The actions of Mercadal and Robinet deprived Stephon of his right to be free from unreasonable searches and seizures as guaranteed under the Fourth Amendment of the U.S. Constitution and applied to state actors by the Fourteenth Amendment. Plaintiffs assert that the officers use of deadly force was excessive and unreasonable under the circumstances because Stephon was not armed and “this was not an immediate defense of life situation, the involved officers did not give a verbal warning
that deadly force would be used despite it being feasible to do so, there were no commands given and there were other reasonable options available other than shooting and killing the decedent.

“This family deserves answers and full transparency from the officers, the city and the Sacramento Police Department on the unjustified use of excessive and lethal force that killed Stephon Clark and robbed his children of a future with their father. When the facts are fully disclosed, we are confident that a jury will deliver justice that reflects how grossly the police and city officials failed Stephon, his family and the people of Sacramento,” said Brian Panish, attorney for the children of Stephon Clark.

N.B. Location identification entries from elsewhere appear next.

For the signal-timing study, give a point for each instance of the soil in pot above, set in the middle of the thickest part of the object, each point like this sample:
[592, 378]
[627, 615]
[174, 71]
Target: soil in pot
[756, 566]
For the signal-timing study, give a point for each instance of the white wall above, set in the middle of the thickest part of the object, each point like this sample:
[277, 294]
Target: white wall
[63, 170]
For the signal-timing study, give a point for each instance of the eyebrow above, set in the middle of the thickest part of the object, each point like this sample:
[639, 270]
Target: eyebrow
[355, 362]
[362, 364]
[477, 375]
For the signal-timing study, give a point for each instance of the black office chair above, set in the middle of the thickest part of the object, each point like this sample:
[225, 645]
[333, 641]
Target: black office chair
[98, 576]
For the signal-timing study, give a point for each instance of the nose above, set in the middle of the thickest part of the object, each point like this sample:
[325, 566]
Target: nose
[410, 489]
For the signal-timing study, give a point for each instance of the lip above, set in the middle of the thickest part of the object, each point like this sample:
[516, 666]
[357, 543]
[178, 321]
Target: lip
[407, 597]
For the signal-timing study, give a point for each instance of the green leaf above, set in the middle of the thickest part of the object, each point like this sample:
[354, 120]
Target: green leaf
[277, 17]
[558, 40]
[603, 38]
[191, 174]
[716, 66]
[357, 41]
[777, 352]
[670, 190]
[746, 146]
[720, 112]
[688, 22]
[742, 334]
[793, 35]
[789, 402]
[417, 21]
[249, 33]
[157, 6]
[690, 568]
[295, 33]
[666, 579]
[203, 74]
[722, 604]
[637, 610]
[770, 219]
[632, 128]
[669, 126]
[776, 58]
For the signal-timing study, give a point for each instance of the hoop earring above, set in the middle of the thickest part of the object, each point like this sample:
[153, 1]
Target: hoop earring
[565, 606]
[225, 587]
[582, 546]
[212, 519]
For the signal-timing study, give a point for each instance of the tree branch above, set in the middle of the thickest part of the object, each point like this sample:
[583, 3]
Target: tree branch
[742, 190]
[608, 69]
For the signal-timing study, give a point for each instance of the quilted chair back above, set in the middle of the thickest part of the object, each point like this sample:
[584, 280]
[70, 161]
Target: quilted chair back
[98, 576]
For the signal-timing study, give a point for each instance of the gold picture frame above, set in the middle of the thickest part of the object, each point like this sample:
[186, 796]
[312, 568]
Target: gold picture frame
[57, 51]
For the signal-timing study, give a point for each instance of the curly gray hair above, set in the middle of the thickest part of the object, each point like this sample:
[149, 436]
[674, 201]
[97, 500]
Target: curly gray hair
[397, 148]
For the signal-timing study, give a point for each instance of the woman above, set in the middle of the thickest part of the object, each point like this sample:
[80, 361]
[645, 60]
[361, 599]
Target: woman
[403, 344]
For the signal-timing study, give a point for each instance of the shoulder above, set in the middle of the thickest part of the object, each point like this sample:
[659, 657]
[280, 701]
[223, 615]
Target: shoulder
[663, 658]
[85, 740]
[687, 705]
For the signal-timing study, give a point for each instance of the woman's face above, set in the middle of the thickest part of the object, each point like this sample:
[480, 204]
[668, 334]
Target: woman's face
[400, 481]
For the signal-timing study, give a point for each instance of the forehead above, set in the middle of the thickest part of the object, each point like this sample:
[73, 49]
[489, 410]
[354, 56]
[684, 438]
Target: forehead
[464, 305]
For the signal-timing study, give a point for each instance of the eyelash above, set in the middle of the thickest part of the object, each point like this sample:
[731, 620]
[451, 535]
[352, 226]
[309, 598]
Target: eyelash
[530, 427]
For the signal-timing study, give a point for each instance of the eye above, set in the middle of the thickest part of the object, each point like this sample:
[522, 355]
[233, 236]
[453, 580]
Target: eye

“The Sacramento police executed Stephon Clark in his grandparents’ backyard, mistaking his cell phone for a gun, assuming he was a criminal threat simply because he was a black man. Then they ignored him for six minutes, failing to render any help to save his life. Stephon’s life had value. In America, a life – even a black life — can’t be arbitrarily extinguished without holding those responsible accountable. To dismiss their behavior is horrendously disrespectful. We are filing a civil action today because nothing will change in America until the wrongful death of a black man is met with requisite justice, because justice equals respect — not only for Stephon, but for all black people, ” said Ben Crump, attorney for the family of Stephon Clark.

As a result of the officers’ actions, Stephon’s children, parents and grandparents have been deprived of his life-long love, companionship, comfort, support, society, care, and sustenance for the remainder of their lives. Plaintiffs further assert that the conduct of the officers was “willful, wanton, malicious, and done with reckless disregard for the rights and safety of decedent and therefore warrants the imposition of exemplary and punitive damages as to Defendants Terrence Mercadal and Jared Robinet.”

“Since district attorneys throughout the state and the country are reluctant to press criminal charges against police officers involved in unjustified shootings, families of the victims of these unjustified shootings are left only with civil remedies in a Civil Rights action. Hopefully, the City of Sacramento will recognize how unjustified the killing of Stephon Clark was and offer an apology and substantial compensation to his family without delay. This is the first step to have the family start the healing process. One of the goals of this lawsuit is to not only get justice for Stephon’s family but to help prevent this type of incident from happening again” said Dale K. Galipo, attorney for the family of Stephon Clark.

The family is seeking treble damages under Civil Code Section 52.1 and compensatory damages – including survival and wrongful death damages in excess of $20,000,000, funeral and burial expenses, loss of financial support, and attorney fees as well as punitive damages against the individual defendants in an amount to be proven at trial.
A criminal investigation into the fatal shooting was concluded by the Sacramento Police Department in October 2018 and sent to the Sacramento County District Attorney to determine if criminal charges should be filed against Mercadal and/or Robinet. To date, City officials have yet to issue their findings as to whether the officers were found to be within policy for their use of deadly force or if they will be disciplined and/or charged for Stephon Clark’s execution.